Even Cold War-era sanctions on countries like Cuba continue to remain in effect to this day, absent any compelling geopolitical reasons. In a recent example that underlined the parodic nature of the Cuba sanctions policy, the rental company Airbnb was hit with a fine for doing business on the island and allowing Cubans access to its accommodation services. This was just the latest limitation on ordinary Cubans’ ability to conduct basic economic transactions or engage in trade with companies headquartered abroad and thus at risk of U.S. sanctions. Despite being in place for years and making life hard for Cubans, the sanctions have done little to further U.S. foreign policy objectives.

“The sanctions on Cuba have been completely ineffective in achieving their policy goals,” said William LeoGrande, a government professor at American University and an expert on the Cuban sanctions regime. “They haven’t brought about regime change. All they’ve done really is inflict pain on the Cuban people.”

The situation in Afghanistan may yet stand out as one of the deadliest instances of violence against civilians inflicted by U.S. sanctions. The Afghan government that was built over two decades of American occupation was created to be wholly dependent on foreign support, particularly its health care system. With the abrupt withdrawal of aid and the imposition of sanctions, millions of Afghans, including women and children, are now at risk.

It seems unlikely that sanctions will do what 20 years of war could not: build a stable government that keeps the Taliban out of power.

More stories of starvation, death from the cold, and families broken apart by economic need are likely to result from the present approach of preventing access to funds owned by the Afghan government and denying aid. And it seems unlikely that such measures will do what 20 years of war could not: build a stable government that keeps the Taliban out of power.
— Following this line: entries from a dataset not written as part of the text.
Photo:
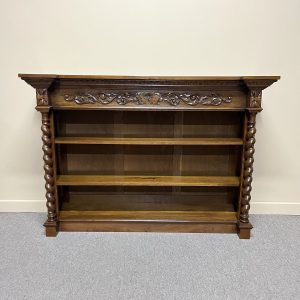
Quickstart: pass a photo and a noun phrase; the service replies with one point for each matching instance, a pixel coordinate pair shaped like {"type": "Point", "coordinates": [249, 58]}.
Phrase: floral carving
{"type": "Point", "coordinates": [255, 98]}
{"type": "Point", "coordinates": [144, 98]}
{"type": "Point", "coordinates": [42, 96]}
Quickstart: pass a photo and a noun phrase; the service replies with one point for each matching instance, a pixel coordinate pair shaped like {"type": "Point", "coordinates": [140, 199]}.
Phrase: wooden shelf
{"type": "Point", "coordinates": [147, 141]}
{"type": "Point", "coordinates": [180, 216]}
{"type": "Point", "coordinates": [116, 180]}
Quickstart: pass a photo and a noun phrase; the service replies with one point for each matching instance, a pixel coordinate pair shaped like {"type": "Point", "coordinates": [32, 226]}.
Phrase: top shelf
{"type": "Point", "coordinates": [147, 141]}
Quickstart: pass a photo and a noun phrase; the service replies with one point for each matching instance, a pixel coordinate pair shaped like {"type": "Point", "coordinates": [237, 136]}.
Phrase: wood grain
{"type": "Point", "coordinates": [148, 141]}
{"type": "Point", "coordinates": [179, 216]}
{"type": "Point", "coordinates": [115, 180]}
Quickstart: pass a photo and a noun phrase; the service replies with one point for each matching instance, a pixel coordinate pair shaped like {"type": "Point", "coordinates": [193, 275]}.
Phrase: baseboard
{"type": "Point", "coordinates": [282, 208]}
{"type": "Point", "coordinates": [279, 208]}
{"type": "Point", "coordinates": [22, 206]}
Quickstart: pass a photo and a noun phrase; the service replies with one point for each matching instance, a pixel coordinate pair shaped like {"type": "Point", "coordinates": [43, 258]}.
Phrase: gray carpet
{"type": "Point", "coordinates": [149, 265]}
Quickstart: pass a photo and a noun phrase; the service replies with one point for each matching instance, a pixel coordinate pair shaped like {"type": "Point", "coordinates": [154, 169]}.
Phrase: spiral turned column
{"type": "Point", "coordinates": [248, 168]}
{"type": "Point", "coordinates": [51, 223]}
{"type": "Point", "coordinates": [249, 140]}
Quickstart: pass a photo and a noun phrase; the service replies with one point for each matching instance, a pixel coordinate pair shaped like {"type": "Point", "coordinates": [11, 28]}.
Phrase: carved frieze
{"type": "Point", "coordinates": [255, 98]}
{"type": "Point", "coordinates": [42, 97]}
{"type": "Point", "coordinates": [147, 98]}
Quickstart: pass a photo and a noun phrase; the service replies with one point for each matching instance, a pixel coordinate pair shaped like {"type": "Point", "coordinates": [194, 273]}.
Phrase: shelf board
{"type": "Point", "coordinates": [116, 180]}
{"type": "Point", "coordinates": [179, 216]}
{"type": "Point", "coordinates": [147, 141]}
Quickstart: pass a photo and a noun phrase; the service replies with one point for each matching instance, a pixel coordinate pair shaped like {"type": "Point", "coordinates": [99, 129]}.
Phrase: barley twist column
{"type": "Point", "coordinates": [48, 167]}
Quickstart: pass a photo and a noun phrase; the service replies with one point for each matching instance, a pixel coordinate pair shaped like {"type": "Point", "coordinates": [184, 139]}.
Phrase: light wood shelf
{"type": "Point", "coordinates": [196, 216]}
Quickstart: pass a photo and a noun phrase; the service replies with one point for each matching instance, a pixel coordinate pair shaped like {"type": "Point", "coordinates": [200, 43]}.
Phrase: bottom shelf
{"type": "Point", "coordinates": [148, 209]}
{"type": "Point", "coordinates": [144, 216]}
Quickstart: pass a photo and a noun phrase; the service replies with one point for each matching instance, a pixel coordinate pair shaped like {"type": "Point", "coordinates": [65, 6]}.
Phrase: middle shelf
{"type": "Point", "coordinates": [117, 180]}
{"type": "Point", "coordinates": [147, 141]}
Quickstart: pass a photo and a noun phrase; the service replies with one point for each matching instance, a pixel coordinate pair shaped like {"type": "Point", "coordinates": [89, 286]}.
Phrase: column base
{"type": "Point", "coordinates": [51, 229]}
{"type": "Point", "coordinates": [244, 230]}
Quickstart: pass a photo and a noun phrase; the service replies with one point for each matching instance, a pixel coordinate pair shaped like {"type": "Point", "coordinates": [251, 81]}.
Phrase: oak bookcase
{"type": "Point", "coordinates": [165, 154]}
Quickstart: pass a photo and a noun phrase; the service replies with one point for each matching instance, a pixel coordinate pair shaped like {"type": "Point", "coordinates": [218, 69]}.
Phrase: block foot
{"type": "Point", "coordinates": [51, 229]}
{"type": "Point", "coordinates": [244, 230]}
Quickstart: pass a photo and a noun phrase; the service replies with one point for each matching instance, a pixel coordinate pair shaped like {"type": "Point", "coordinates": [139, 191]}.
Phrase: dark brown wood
{"type": "Point", "coordinates": [209, 227]}
{"type": "Point", "coordinates": [147, 141]}
{"type": "Point", "coordinates": [115, 180]}
{"type": "Point", "coordinates": [139, 153]}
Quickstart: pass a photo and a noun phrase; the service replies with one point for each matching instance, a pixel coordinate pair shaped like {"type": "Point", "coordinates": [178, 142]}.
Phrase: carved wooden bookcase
{"type": "Point", "coordinates": [165, 154]}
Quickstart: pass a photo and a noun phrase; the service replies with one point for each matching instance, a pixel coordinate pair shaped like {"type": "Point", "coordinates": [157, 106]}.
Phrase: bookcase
{"type": "Point", "coordinates": [162, 154]}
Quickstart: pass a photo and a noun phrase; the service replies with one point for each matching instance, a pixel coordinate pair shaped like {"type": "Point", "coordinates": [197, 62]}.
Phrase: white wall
{"type": "Point", "coordinates": [157, 37]}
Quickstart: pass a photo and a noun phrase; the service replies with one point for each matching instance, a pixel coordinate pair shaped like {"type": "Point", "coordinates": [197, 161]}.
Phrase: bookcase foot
{"type": "Point", "coordinates": [51, 229]}
{"type": "Point", "coordinates": [244, 230]}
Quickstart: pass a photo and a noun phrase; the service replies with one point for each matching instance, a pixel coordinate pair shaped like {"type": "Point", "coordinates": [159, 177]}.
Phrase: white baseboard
{"type": "Point", "coordinates": [282, 208]}
{"type": "Point", "coordinates": [22, 205]}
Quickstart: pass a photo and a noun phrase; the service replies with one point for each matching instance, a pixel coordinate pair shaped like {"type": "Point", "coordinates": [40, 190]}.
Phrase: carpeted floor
{"type": "Point", "coordinates": [149, 265]}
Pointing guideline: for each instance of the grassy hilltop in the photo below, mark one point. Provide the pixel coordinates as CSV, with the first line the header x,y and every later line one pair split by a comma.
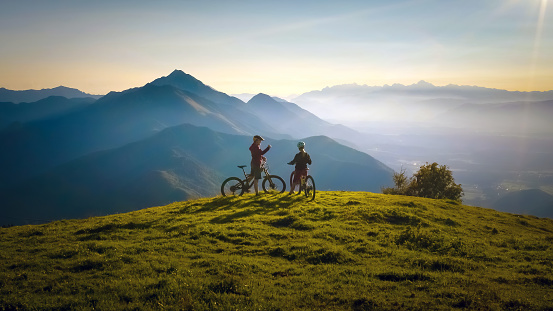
x,y
345,251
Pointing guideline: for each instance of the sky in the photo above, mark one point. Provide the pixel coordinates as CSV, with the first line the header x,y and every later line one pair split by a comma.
x,y
281,48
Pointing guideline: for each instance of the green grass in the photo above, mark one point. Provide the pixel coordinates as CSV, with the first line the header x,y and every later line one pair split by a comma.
x,y
345,251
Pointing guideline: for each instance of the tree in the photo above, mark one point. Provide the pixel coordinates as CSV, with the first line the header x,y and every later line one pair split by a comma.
x,y
431,181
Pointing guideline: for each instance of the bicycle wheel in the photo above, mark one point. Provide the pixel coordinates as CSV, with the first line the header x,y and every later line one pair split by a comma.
x,y
232,186
310,188
273,183
292,181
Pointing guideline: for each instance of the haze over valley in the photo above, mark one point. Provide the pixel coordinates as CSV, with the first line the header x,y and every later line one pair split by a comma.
x,y
177,138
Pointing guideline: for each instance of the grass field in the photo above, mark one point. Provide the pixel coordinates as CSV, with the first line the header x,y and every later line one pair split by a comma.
x,y
345,251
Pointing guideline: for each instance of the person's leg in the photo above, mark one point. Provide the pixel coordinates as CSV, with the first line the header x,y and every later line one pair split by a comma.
x,y
256,185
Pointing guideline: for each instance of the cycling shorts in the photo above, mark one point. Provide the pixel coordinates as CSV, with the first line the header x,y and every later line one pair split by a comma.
x,y
256,172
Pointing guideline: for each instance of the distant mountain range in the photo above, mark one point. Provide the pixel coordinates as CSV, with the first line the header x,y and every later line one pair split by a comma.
x,y
28,96
428,105
172,139
529,202
177,138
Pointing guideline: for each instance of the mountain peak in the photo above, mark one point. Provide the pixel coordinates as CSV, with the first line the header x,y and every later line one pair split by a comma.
x,y
423,83
262,99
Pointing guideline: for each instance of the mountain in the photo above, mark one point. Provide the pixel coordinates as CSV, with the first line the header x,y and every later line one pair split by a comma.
x,y
408,104
112,121
510,117
176,164
28,96
290,119
529,202
49,107
343,251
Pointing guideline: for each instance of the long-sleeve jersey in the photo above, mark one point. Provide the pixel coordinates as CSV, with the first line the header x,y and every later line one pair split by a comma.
x,y
301,159
257,154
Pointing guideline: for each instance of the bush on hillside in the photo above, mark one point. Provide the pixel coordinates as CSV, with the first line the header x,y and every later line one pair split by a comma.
x,y
430,181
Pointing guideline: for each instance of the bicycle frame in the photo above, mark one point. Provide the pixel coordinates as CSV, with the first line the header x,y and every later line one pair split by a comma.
x,y
248,185
236,185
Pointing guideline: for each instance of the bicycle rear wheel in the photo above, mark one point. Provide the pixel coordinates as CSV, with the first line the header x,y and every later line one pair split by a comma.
x,y
274,184
310,188
232,186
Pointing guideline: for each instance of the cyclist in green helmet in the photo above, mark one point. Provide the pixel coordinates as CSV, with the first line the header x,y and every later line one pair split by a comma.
x,y
301,159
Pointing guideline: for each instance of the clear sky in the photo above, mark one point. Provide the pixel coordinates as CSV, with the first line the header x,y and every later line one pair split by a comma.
x,y
276,47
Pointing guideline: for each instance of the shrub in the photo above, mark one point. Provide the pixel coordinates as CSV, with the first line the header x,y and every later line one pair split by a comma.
x,y
431,181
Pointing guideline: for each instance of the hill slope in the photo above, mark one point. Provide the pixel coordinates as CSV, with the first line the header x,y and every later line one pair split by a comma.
x,y
345,251
179,163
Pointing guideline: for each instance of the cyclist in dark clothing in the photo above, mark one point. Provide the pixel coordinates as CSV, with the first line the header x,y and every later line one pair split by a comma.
x,y
301,159
257,159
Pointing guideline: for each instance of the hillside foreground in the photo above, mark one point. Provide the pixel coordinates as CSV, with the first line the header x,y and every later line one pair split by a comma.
x,y
344,251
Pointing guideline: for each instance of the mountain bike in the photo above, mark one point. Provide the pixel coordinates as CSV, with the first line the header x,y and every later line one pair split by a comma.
x,y
236,186
307,185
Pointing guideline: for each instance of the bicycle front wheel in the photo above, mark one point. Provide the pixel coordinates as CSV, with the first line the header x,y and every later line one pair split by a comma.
x,y
273,183
232,186
310,188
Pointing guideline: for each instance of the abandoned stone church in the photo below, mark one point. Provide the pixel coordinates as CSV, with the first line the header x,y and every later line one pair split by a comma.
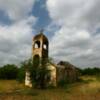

Though sanctions on Afghanistan won’t achieve U.S. political aims, they are, as in so many other countries, succeeding in visiting cruel consequences upon the most vulnerable. House Democrats have called on Biden to release funds owned by Afghanistan’s central bank, but the administration has so far been resistant to this step. One reason could be that reversing course would reveal the brutality of the underlying policy — employing sanctions to deny foreign nations’ central banks access to their funds — which the U.S. government continues to do in other cases. Meanwhile, the broader sanctions regime on Afghanistan remains in place, with ordinary Afghans bearing the brunt.

“To help Afghanistan make progress on the humanitarian front, it is simply not enough to just give aid to Afghanistan. Washington’s financial warfare against the country must end,” wrote Giorgio Cafiero, CEO of Gulf State Analytics and an adjunct fellow at the American Security Project. “Those in the West who voiced so much concern about the lack of freedom for Afghan women under the Taliban ought to also care about their survival this winter.”